3 Implementation of STEP-NC (ISO 14649)
The STEP implementation on CNC was carried out from over the years in various research projects. Among them, only a few major projects that were funded by industries, companies, and institutes such as Intelligent Manufacturing System (IMS) STEP-NC [23], European Strategic Program on Research in Information Technology (ESPRIT) STEP-NC [24], Super Model, STEP Manufacturing Suite (SMS), Rapid Acquisition of Manufactured Parts (RAMP), and Intelligent Manufacture for STEP-NC Compliant Machining and Inspection [11]. The outcomes of these projects make STEP-NC an active industrial standard by providing new opportunities to CNC system controllers [17]. The implementation of STEP-NC was initiated on current commercially available CNC controller by translating STEP-NC data into G codes.
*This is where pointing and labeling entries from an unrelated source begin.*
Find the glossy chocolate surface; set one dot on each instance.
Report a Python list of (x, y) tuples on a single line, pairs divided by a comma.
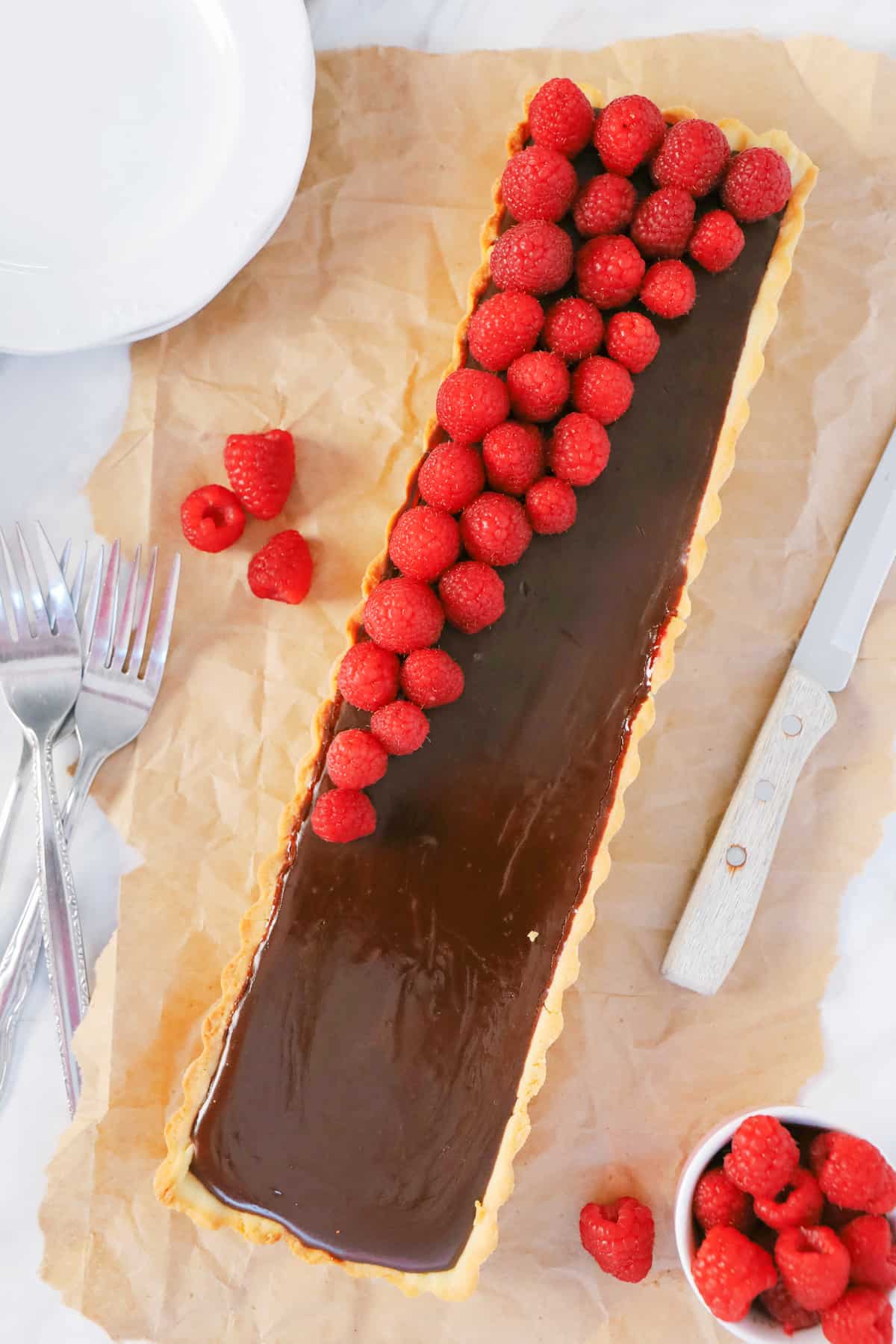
[(373, 1063)]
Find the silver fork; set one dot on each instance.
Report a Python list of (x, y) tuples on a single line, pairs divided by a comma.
[(112, 709), (40, 671)]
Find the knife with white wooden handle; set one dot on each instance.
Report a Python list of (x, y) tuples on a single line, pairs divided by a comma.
[(718, 917)]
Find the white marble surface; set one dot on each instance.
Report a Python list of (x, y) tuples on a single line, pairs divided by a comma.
[(60, 416)]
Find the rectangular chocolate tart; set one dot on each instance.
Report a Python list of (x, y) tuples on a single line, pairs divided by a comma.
[(366, 1074)]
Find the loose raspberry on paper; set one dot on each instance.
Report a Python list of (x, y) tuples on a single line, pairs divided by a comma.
[(620, 1236), (579, 449), (629, 129), (356, 759), (514, 456), (401, 726), (602, 389), (282, 570), (694, 156), (551, 505), (425, 542), (494, 529), (469, 403), (539, 183), (729, 1272), (609, 270), (561, 117), (213, 517), (452, 476), (605, 206), (756, 184), (633, 340), (261, 470), (432, 678), (535, 257), (403, 615), (343, 815), (539, 385), (472, 596), (573, 329)]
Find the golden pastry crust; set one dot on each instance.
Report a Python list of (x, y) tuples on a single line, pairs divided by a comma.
[(175, 1184)]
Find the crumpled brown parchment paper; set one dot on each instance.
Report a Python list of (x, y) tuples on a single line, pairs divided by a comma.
[(340, 329)]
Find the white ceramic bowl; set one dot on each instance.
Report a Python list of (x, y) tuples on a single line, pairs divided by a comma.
[(756, 1328)]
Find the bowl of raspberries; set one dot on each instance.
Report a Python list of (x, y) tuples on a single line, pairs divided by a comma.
[(786, 1225)]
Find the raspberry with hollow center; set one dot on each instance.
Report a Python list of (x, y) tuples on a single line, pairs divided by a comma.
[(432, 678), (514, 457), (450, 476), (403, 615), (423, 544), (472, 596), (539, 385), (535, 257), (503, 329), (356, 759), (343, 815), (609, 270), (469, 403), (539, 183), (401, 726), (551, 505), (494, 529)]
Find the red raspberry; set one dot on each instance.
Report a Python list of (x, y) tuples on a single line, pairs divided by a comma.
[(798, 1204), (539, 385), (602, 389), (788, 1313), (469, 403), (356, 759), (561, 117), (719, 1203), (282, 570), (579, 449), (343, 815), (718, 241), (368, 676), (450, 476), (539, 183), (425, 542), (472, 596), (535, 257), (551, 505), (815, 1265), (514, 457), (432, 678), (862, 1316), (729, 1272), (763, 1156), (213, 517), (401, 726), (853, 1174), (662, 222), (504, 327), (403, 615), (629, 131), (756, 184), (609, 270), (620, 1236), (694, 156), (669, 289), (261, 470), (494, 529), (573, 329), (633, 340), (605, 206), (872, 1254)]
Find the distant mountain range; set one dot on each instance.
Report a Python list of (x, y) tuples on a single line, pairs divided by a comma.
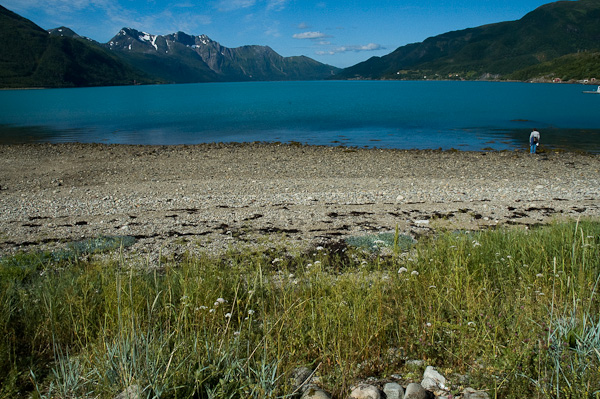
[(33, 57), (182, 58), (557, 40), (506, 50)]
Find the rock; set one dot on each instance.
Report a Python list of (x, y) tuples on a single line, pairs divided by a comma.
[(433, 381), (365, 391), (314, 392), (470, 393), (393, 390), (413, 364), (132, 392), (416, 391), (301, 378)]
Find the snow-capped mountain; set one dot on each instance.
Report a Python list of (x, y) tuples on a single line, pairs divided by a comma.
[(180, 57)]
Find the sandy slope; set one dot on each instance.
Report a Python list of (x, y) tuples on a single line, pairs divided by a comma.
[(208, 197)]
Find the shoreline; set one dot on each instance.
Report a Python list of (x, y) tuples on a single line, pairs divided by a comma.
[(209, 197)]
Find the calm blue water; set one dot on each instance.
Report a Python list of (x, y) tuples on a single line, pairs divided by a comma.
[(461, 115)]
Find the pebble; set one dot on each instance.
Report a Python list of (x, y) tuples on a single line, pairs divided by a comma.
[(298, 197)]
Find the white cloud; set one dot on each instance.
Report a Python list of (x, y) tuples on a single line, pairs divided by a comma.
[(346, 49), (310, 35), (276, 5), (232, 5)]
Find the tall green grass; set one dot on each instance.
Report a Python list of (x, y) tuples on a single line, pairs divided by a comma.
[(512, 311)]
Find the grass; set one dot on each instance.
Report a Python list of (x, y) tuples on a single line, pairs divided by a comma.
[(511, 311)]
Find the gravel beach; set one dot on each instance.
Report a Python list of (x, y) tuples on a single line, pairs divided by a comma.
[(210, 197)]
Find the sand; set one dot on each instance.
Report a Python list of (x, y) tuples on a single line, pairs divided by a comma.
[(212, 197)]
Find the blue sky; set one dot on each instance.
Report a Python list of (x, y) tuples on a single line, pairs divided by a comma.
[(336, 32)]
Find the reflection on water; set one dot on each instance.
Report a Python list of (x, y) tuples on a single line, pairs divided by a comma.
[(470, 116)]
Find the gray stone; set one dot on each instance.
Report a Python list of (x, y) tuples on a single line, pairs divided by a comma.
[(132, 392), (301, 377), (314, 392), (415, 391), (470, 393), (365, 391), (433, 381), (413, 364), (393, 390)]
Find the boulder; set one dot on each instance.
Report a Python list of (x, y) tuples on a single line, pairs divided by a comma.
[(314, 392), (132, 392), (393, 390), (470, 393), (365, 391), (433, 381), (415, 391), (302, 378)]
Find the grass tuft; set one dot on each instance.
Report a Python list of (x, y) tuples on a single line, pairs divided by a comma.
[(511, 311)]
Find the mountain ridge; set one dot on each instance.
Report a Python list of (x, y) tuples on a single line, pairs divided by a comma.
[(497, 50), (204, 59)]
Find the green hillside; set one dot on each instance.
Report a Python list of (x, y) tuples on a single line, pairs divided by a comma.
[(496, 50), (30, 57), (569, 67)]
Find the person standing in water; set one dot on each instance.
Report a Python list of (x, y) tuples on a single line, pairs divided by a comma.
[(534, 141)]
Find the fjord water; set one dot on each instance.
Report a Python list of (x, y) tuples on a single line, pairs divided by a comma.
[(384, 114)]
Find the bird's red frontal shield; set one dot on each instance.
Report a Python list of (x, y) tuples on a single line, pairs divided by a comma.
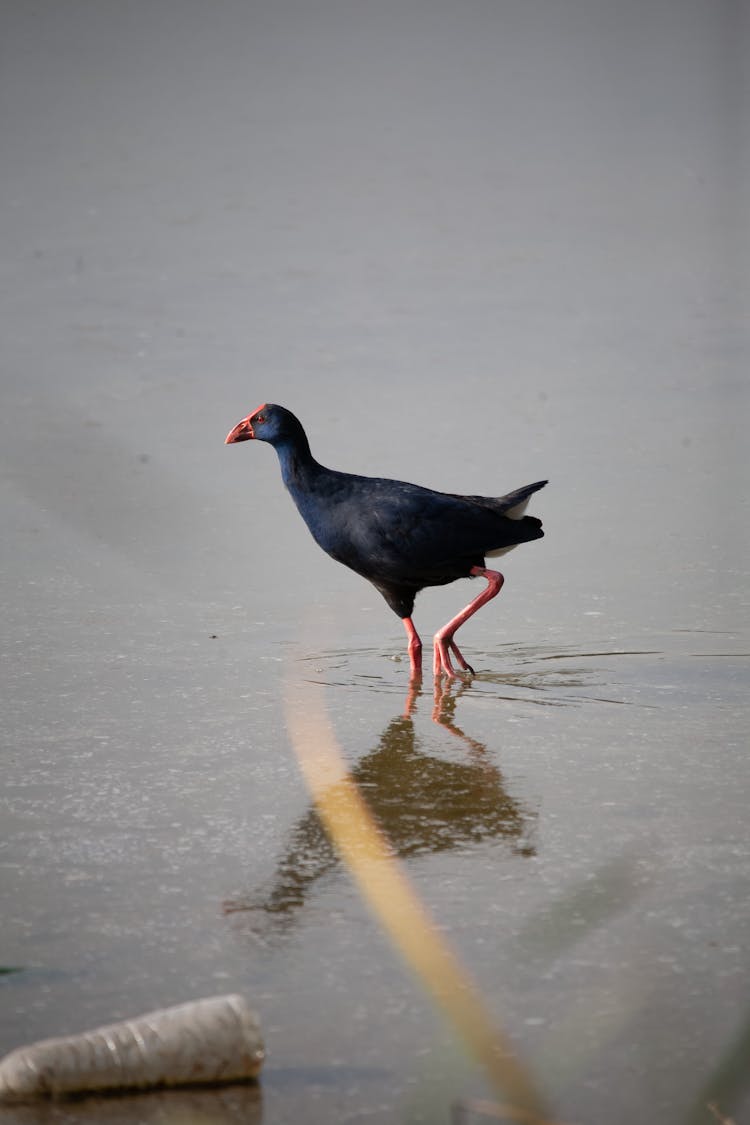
[(243, 431)]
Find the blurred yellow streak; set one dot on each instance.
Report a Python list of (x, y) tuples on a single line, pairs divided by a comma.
[(386, 889)]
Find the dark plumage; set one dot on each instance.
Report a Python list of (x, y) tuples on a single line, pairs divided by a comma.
[(399, 537)]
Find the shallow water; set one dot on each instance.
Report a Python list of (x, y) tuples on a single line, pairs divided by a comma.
[(469, 245)]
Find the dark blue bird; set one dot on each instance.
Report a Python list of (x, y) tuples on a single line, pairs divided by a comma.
[(399, 537)]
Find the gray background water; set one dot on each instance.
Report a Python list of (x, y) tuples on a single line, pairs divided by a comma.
[(470, 244)]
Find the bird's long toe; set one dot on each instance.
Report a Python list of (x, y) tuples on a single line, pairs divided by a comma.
[(459, 656)]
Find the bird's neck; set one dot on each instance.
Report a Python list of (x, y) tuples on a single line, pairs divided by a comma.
[(298, 466)]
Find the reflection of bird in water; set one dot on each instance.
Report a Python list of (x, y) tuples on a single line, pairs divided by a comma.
[(423, 804)]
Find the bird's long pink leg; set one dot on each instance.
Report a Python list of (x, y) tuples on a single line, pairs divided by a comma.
[(414, 648), (444, 642)]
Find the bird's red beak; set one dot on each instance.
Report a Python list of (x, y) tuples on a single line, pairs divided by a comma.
[(243, 431)]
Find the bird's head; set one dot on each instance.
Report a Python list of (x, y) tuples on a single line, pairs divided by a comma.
[(268, 423)]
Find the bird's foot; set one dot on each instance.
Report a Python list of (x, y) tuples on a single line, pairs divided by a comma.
[(442, 664)]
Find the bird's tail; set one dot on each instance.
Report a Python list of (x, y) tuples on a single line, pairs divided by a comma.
[(514, 504)]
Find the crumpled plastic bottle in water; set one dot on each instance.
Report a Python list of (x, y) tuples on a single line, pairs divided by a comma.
[(216, 1040)]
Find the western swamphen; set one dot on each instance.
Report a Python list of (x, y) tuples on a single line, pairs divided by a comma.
[(399, 537)]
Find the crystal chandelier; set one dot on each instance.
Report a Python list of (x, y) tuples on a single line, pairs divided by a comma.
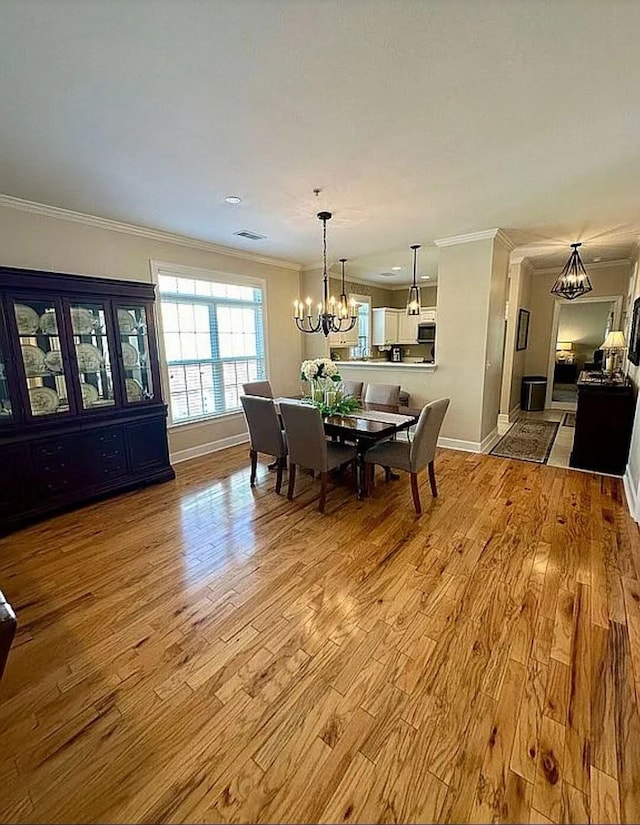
[(573, 281), (413, 299), (332, 316)]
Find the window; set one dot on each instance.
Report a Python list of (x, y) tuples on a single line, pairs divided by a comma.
[(214, 342)]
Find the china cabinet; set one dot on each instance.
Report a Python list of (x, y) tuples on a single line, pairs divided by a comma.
[(81, 414)]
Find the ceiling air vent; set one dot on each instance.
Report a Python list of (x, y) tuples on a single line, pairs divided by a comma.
[(252, 236)]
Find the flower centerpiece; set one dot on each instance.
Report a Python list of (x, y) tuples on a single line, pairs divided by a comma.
[(324, 387)]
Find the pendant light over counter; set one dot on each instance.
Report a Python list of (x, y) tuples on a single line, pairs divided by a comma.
[(413, 299), (573, 281)]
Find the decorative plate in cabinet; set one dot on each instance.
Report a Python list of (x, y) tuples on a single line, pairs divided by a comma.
[(44, 400), (34, 360), (49, 322), (27, 319), (89, 358)]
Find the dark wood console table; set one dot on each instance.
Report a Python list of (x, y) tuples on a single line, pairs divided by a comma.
[(604, 421)]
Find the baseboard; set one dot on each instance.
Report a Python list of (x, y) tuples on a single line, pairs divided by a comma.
[(489, 442), (460, 444), (210, 447), (632, 498)]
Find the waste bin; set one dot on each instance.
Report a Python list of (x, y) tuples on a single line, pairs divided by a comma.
[(533, 393)]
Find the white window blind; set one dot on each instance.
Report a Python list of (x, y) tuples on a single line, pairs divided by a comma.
[(214, 342)]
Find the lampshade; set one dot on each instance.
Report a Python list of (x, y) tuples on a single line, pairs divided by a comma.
[(614, 340)]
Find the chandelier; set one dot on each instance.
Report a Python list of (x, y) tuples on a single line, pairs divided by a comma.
[(332, 315), (573, 281), (413, 300)]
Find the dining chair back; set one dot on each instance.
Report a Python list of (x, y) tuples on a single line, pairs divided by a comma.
[(265, 434), (425, 437), (352, 389), (260, 388), (416, 455), (382, 394), (308, 446)]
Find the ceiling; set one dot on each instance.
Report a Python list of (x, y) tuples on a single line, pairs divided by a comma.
[(418, 120)]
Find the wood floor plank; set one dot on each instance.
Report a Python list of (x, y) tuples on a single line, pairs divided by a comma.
[(204, 651)]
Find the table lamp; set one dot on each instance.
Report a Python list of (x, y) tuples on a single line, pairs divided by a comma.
[(564, 351), (613, 345)]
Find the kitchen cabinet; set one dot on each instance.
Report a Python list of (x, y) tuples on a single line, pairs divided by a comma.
[(81, 414), (407, 328), (344, 339), (385, 326)]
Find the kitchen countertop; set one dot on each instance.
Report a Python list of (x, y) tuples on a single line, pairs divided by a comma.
[(382, 363)]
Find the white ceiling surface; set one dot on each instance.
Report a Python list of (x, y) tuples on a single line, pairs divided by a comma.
[(419, 120)]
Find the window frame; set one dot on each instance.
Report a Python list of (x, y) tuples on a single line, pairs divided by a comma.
[(197, 273)]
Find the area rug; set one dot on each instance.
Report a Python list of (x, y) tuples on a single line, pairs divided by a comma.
[(528, 441)]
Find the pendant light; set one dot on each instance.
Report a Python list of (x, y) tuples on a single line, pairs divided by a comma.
[(331, 316), (573, 281), (413, 299)]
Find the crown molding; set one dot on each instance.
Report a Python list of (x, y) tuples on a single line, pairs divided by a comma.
[(140, 231), (555, 270), (486, 234)]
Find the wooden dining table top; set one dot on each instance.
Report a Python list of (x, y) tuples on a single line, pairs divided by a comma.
[(356, 424)]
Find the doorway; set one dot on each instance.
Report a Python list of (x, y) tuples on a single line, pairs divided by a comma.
[(579, 328)]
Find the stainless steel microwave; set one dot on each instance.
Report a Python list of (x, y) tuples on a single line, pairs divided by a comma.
[(426, 333)]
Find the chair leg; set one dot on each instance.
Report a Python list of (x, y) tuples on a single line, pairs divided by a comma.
[(280, 469), (323, 491), (292, 481), (432, 480), (254, 464), (415, 493)]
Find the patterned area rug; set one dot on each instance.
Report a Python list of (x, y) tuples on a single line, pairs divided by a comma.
[(528, 441)]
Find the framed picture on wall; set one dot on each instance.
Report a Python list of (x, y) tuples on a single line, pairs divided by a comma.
[(522, 333), (634, 336)]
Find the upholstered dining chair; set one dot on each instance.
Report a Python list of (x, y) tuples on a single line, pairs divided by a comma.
[(261, 388), (382, 394), (413, 456), (309, 448), (265, 434), (352, 389)]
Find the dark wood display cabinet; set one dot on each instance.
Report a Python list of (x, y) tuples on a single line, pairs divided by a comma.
[(81, 413)]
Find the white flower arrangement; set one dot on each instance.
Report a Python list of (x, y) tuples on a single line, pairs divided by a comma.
[(316, 368)]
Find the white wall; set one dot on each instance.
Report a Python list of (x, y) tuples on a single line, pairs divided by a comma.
[(37, 241)]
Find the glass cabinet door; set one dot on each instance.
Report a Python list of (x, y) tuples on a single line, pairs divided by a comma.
[(6, 412), (93, 355), (43, 358), (133, 326)]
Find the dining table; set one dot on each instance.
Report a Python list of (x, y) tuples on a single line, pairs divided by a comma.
[(364, 427)]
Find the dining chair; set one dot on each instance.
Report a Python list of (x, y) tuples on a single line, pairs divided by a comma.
[(309, 448), (265, 434), (412, 457), (353, 389), (382, 394), (261, 388)]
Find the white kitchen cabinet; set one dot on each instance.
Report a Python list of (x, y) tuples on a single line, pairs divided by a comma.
[(407, 328), (385, 326), (344, 339)]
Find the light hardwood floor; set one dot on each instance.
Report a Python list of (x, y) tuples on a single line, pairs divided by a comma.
[(202, 652)]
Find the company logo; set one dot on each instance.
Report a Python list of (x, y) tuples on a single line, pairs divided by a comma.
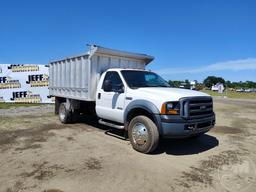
[(38, 80), (9, 83), (25, 97), (23, 68), (239, 176)]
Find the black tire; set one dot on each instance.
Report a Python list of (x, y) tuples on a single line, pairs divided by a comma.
[(145, 144), (64, 115), (75, 116)]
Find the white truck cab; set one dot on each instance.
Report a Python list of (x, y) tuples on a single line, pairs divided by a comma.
[(129, 98)]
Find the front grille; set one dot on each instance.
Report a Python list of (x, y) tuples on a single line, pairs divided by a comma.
[(196, 107)]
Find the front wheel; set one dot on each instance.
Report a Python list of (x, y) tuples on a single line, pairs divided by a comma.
[(143, 134)]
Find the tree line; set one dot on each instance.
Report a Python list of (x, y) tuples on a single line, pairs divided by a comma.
[(213, 80)]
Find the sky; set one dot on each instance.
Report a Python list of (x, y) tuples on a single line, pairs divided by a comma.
[(189, 39)]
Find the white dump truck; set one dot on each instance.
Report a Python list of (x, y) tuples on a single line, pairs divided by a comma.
[(114, 86)]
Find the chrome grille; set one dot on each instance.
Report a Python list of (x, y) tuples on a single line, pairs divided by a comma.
[(196, 107)]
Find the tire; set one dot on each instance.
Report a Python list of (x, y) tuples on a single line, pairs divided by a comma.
[(64, 115), (143, 134)]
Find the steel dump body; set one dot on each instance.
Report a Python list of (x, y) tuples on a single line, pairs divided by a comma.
[(77, 77)]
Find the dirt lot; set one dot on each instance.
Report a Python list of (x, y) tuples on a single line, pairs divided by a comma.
[(37, 153)]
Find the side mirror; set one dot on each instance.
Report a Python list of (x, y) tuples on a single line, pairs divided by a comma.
[(107, 86), (120, 89)]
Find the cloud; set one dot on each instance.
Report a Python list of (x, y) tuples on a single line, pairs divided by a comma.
[(233, 65)]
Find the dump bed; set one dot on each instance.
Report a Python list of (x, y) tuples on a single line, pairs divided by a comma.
[(77, 77)]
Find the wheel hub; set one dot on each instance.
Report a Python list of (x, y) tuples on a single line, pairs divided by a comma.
[(140, 134), (62, 112)]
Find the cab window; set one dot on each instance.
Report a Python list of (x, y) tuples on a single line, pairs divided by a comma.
[(115, 80)]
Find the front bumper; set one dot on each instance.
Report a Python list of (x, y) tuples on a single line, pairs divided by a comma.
[(177, 127)]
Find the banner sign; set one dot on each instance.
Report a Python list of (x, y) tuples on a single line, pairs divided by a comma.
[(26, 83)]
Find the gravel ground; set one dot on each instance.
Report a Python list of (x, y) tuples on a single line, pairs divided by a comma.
[(40, 154)]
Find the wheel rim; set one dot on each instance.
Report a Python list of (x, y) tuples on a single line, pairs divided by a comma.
[(62, 112), (140, 134)]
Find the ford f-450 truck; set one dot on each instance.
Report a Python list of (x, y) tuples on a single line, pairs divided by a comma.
[(114, 86)]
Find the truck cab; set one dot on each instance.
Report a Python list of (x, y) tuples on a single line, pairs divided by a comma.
[(149, 108)]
This implementation failed to provide all the features of STEP-NC in CNC because the translation was in low-level language and another major problem was of the CNCs’ machine vendor dependence [7]. The problem of vendors’ specification dependence makes CNCs less adaptable. Various efforts had been made to address this problem, in particular, the trend towards Open Architecture Control (OAC) was initiated in 1980s [25].
3.1 Open Architecture Control (OAC)
The aim of OAC technology is to develop a neutral vendor control system interface and provide interoperability, interaction, portability, and scalability specifications to the system [26]. The ability to use the same component for working with different systems is enabled by interoperability. Interaction ensures the communication of standard data semantics. The natural transformation of application software from one environment to another is enabled by portability. The incremental and detrimental abilities of the system as per customer demands are described by scalability specifications [27, 28]. These specifications can also be used for the estimation of the openness of the system. The design philosophy of OAC gained wide attention all around the world. The USA was the first nation that rose the concept of OAC by introducing first OAC system MOSAIC in the year 1998. Since last two decades, OAC had made great progress and became an important field of research to achieve the goal of modern manufacturing. There are many research works that had been carried out on OAC in the shape of significant projects such as Open System Architecture for Controls within Automation Systems (OSACA), Open System Environment for Controllers (OSEC), Open Modular Architecture Controller (OMAC), Japanese Open Promotion Group (JOP), Global HMI, Organic Reconfigurable Operating System (ORCOS), and Openness, Conscientiousness, Extroversion, Agreeableness, and Neuroticism (OCEAN) [29]. These systems had enhanced the openness in the control environment, capabilities, advantages, and benefits of the OAC by allowing the changes in both hardware and software configurations, provides a plug and play compatibility in real-time, able to integrate, and share data among the third-party developed hardware and software components, able to cooperate with other systems at a systematic level and others. These facilities of OAC make CNC more flexible by allowing the system to be adjusted easily. The OAC system has more advantages over the current commercial closed systems because its primary focus is on reusable software technology, unlike hardware, as in the current system of closed architecture. The adaptation of OAC technology enables more intelligence, monitoring, inspection, openness, flexibility, adaptability, and portability facilities to CNC controllers [30].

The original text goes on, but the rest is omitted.